Acing mengatakan, mereka berangkat dari Kabupaten Karawang, Provinsi Jawa Barat, lima bulan lalu. Total, berdasarkan petunjuk Google Maps, mereka sudah menyusuri rute sepanjang 1.009 kilometer dari Karawang hingga Batang Asam.
Tidak semua anggota rombongan berangkat dari titik keberangkatan yang sama. Daerah asal mereka juga beragam. Selain Karawang, ada anggota rombongan yang berasal dari Magelang seperti Acing, Subang, Jakarta, Tangerang, Jambi, Bengkulu, dan Pekanbaru. Kendati berangkat lima bulan lalu, tapi ada anggota yang sudah “mengaspal” selama satu tahun.
“Kebetulan aja ketemunya di jalan, ya kami saling sapa, terus disamperin, terus ada yang ikut. Kami tak bisa larang, kan nambah teman, nambah sodara. Makanya ikutlah mereka jalan-jalan berlebaran Jawa-Sumatera. Gitulah kami bersolidaritas,” kata Acing.
Komeng menguatkan penjelasan Acing. Pemuda asal Jambi ini mengikuti rombongan vespa ekstrem semenjak dari Merlung dengan membawa vespa gembel sendiri. Komeng sadar betul perjalanan rombongan vespa ekstrem itu tidak punya tujuan khusus kecuali hanya untuk jalan-jalan mencari jati diri, pengalaman, dan persaudaraan. Tiap anggota rombongan boleh turun di daerah yang suka atau tetap bersama rombongan.
“Kami bisa kenal kawan-kawan senasib di jalan yang berasal dari beragam daerah. Kami punya moto ‘satu vespa sejuta saudara’, makanya ikatan solidaritas kami sangat kuat,” ujar Komeng.

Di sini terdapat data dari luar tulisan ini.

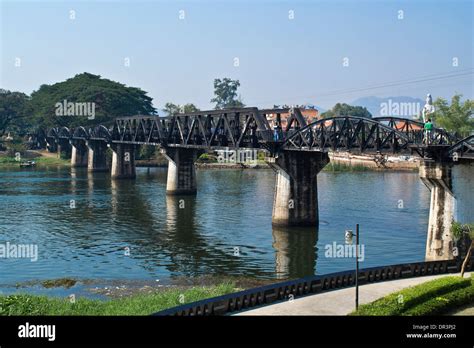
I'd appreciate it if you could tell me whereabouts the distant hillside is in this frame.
[350,96,425,118]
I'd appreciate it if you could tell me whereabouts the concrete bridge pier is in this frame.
[70,140,88,168]
[110,144,136,179]
[86,140,109,172]
[420,160,474,261]
[161,147,203,195]
[266,150,329,226]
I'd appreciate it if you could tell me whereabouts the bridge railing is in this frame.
[154,258,474,316]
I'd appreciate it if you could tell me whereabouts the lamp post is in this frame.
[345,224,359,310]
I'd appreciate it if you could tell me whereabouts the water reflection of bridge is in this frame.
[41,108,474,260]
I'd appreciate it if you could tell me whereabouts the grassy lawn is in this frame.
[350,275,474,315]
[0,283,236,315]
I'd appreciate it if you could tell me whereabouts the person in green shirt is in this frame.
[424,118,433,145]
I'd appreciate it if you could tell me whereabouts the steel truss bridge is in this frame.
[43,108,474,159]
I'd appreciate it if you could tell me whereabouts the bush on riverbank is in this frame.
[0,283,236,315]
[350,275,474,315]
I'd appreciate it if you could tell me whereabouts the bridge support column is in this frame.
[71,141,88,168]
[420,160,455,261]
[266,150,329,226]
[86,140,109,172]
[56,139,71,158]
[111,144,136,179]
[161,147,202,195]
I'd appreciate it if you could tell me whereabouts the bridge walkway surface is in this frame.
[234,272,471,315]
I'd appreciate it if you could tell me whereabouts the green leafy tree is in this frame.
[31,73,156,127]
[0,89,29,136]
[211,77,245,110]
[433,94,474,137]
[321,103,372,118]
[163,103,199,116]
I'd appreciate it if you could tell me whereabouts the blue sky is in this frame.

Bentuk solidaritas itu dibuktikan Komeng dengan membiarkan siapa pun anggota rombongan menggunakan vespa miliknya untuk tujuan yang jelas, terutama untuk belanja logistik. Maklum, Komeng dan semua anggota rombongan harus pintar berhemat fulus.
Komeng sendiri beberapa kali bergerak mencari bantuan untuk memperbaiki mesin vespa, beli BBM, belanja makanan dan minuman, atau keperluan lain. Vespanya memang jadi andalan karena rombongan vespa ekstrem itu tak punya kendaraan yang berfungsi sebagai kendaraan siaga kecuali satu mobil gerobak yang harus dihemat bahan bakarnya.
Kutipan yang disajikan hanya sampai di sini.